10.4. Setting weights¶
Central to the construction of composite indicators in the need to combine data which implies decisions on weighting. The dialog to set weights is opened in the same way as described in Setting the operators to be used to aggregate variables. Several weighting techniques are available, and some make use of statistical models. For the IRMT we implemented a simple solution to weighting that is often based on the results of participatory approaches. A weight can be edited manually by clicking on its value and overwriting it with a new value. A weight can also be edited by clicking on the spinner arrows to increase or decrease the weight. By clicking Update, the weights will be re-calculated in order to make them sum to 1. In other words, if you have 3 variables and you set their weights to 1, 2 and 5 and you press Update, the weights will be re-calculated to be respectively 0.125, 0.250 and 0.625, keeping the same proportion between each other, and summing to 1.

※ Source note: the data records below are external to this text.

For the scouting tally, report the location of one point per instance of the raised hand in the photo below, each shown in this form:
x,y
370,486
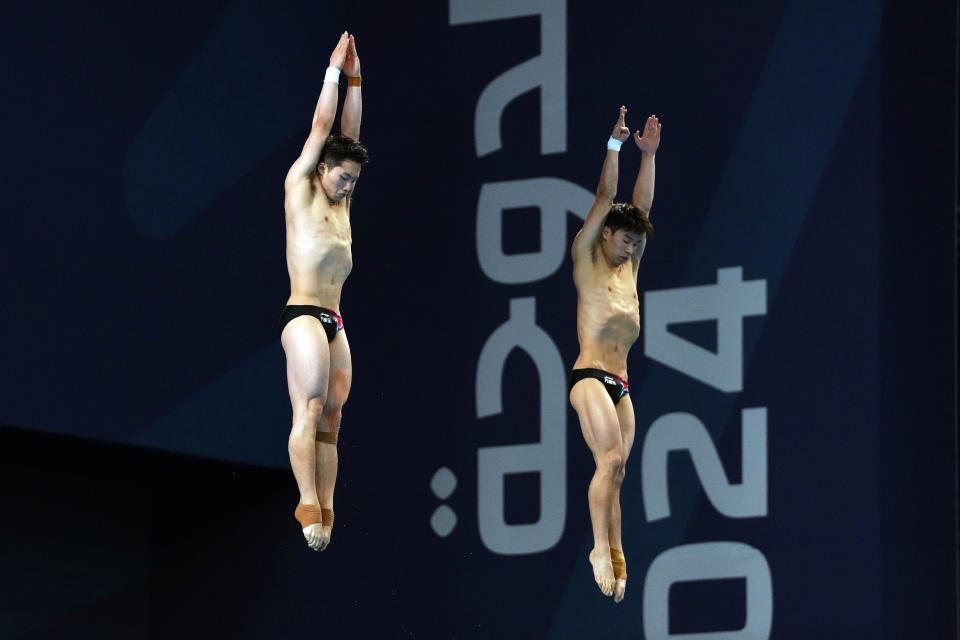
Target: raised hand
x,y
352,65
620,130
650,139
339,55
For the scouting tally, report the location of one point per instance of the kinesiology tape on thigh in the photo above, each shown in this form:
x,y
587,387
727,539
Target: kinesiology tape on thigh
x,y
619,563
329,437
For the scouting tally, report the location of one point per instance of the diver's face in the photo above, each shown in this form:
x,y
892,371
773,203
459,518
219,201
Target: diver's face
x,y
620,245
338,182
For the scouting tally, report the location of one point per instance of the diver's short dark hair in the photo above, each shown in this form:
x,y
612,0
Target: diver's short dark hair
x,y
339,148
627,216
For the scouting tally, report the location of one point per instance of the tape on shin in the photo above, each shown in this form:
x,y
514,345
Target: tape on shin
x,y
308,514
329,437
619,563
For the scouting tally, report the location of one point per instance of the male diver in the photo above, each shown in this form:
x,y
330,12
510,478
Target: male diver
x,y
606,256
317,194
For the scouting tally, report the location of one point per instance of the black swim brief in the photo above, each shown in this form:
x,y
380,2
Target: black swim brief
x,y
615,385
331,320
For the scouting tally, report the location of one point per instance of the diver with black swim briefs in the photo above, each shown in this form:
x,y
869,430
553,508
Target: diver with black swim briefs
x,y
331,320
606,258
616,386
318,193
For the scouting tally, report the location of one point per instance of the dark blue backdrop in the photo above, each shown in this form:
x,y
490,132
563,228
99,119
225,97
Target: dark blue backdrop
x,y
809,144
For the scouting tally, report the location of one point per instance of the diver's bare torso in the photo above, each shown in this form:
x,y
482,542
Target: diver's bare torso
x,y
608,312
319,256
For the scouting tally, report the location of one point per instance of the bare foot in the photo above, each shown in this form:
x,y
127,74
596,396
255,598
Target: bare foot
x,y
314,536
620,590
327,531
619,573
602,572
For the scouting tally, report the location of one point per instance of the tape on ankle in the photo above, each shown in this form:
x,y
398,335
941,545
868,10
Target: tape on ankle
x,y
308,514
329,437
619,563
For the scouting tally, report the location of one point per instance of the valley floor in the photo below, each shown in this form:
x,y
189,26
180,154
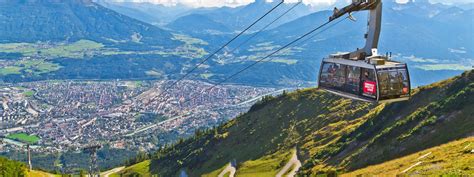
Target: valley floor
x,y
454,158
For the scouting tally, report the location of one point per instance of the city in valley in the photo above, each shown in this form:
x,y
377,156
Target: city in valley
x,y
57,116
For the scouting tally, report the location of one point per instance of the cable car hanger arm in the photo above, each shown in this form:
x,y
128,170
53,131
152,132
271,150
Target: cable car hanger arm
x,y
374,24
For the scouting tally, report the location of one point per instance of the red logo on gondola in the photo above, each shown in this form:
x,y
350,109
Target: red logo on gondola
x,y
370,87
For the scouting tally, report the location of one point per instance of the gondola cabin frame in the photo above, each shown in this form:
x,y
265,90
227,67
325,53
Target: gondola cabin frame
x,y
375,79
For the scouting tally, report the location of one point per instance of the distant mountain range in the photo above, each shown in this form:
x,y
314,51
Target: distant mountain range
x,y
73,20
331,136
435,40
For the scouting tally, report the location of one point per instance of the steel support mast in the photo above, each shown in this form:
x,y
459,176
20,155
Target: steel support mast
x,y
373,25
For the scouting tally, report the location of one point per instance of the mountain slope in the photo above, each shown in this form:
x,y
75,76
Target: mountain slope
x,y
455,158
196,23
329,132
53,20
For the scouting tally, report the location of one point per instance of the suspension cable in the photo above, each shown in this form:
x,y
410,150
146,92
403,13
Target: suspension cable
x,y
274,52
165,90
264,28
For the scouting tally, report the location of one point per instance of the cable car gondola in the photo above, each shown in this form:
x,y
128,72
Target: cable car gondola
x,y
363,74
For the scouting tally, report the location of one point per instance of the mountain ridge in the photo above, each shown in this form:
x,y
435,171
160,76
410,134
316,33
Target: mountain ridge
x,y
332,134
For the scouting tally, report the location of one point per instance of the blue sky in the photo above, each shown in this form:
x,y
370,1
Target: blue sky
x,y
234,3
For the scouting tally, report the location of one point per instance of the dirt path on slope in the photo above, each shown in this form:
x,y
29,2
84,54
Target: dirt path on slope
x,y
229,169
112,171
294,162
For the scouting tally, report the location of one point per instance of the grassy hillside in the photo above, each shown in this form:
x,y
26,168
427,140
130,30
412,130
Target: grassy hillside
x,y
331,134
456,158
12,168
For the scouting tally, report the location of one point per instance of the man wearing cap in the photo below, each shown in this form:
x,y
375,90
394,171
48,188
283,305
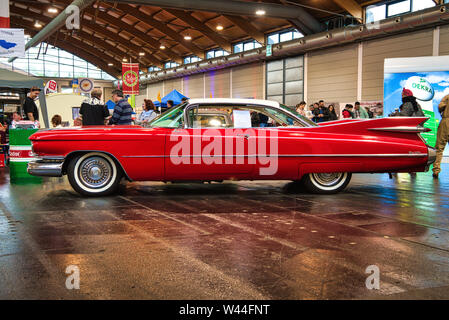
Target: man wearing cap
x,y
29,106
122,111
442,134
409,107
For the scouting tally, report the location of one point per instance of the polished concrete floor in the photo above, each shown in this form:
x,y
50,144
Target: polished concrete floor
x,y
235,240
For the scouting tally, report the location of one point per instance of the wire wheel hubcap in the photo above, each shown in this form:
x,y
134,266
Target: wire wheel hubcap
x,y
95,172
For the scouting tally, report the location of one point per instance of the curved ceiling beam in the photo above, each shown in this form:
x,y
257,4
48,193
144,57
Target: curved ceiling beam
x,y
73,50
97,42
142,36
352,7
161,26
247,27
201,27
297,14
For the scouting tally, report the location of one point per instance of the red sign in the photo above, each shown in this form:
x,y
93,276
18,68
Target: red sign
x,y
51,86
130,77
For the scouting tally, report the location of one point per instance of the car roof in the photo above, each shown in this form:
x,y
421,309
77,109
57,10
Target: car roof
x,y
267,103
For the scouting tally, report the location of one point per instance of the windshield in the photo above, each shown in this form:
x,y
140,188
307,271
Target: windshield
x,y
305,119
172,118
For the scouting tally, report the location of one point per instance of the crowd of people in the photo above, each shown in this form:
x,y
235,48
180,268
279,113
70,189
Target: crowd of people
x,y
319,112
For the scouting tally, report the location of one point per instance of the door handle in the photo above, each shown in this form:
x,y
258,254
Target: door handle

10.5. Inverting a variable¶
The dialog to invert variables is opened in the same way as described in Setting the operators to be used to aggregate variables. If a variable contributes in a negative way to the composite indicator (e.g., a higher education corresponding to a lower social vulnerability), it is possible to indicate such an inverse relationship by pressing the Invert button next to the variable name. The effect on a composite indicator in response to this decision process and setting is that each value of an inverted variable will be to multiplied by -1 each time the variable is used in a calculation.
Note
Please note that the layer field will keep holding the original value of the variable, and that the inversion will be performed on-the-fly for the purpose of the calculation.
Please also be aware of the fact that multiplying a variable by -1 is not always what is actually needed to invert the meaning of an indicator. For instance, let us suppose we want to meaningfully “invert” a percentage of 80%. The correct way to do so would be to calculate 100% - 80% = 20%. Such kind of transformation can be easily performed using the QGIS Field Calculator, in order to obtain a new field to be used in the project.
10.6. Assigning a new name to a variable¶
The dialog to assign a new name to a variable is also opened in the same way as described in Setting the operators to be used to aggregate variables. By clicking on the variable’s name, a popup dialog asks users to insert the new name. The project definition will be updated accordingly, linking the layer’s fieldname with the modified description.
10.7. Styling the layer by a chosen field¶
The dropdown menu entitled Style layer by on the bottom of the Set weights and operators module can be used to choose fields within a layer, i.e., fields other than those delineated within the project definition to be symbolized, allowing all fields in a layer to be to be symbolized on-the-fly. This can be useful, for instance, to map the values calculated for different sub-indicators, or even individual variables if they are of interest. By default, the selection is blank. In the default case, the tool will adopt the following convention: 1) if the IRI can be computed, then the layer will be symbolized according to it; 2) otherwise, if the SVI can be computed, then it will be used as the default case for symbolization in the absence of IRI; 3) otherwise, the convention will apply with respect to the RI; and 4) if none of main sub-indicators can be calculated, then the layer will not be re-styled unless the user uses the dropdown menu to specify a specific symbolization field.
[1] | Adapted from [TAT12] |
[TAT12] | Tate, E.C. 2012. Social vulnerability indices: a comparative assessment using uncertainty and sensitivity analysis, Natural Hazards, 63(2): 325-347 |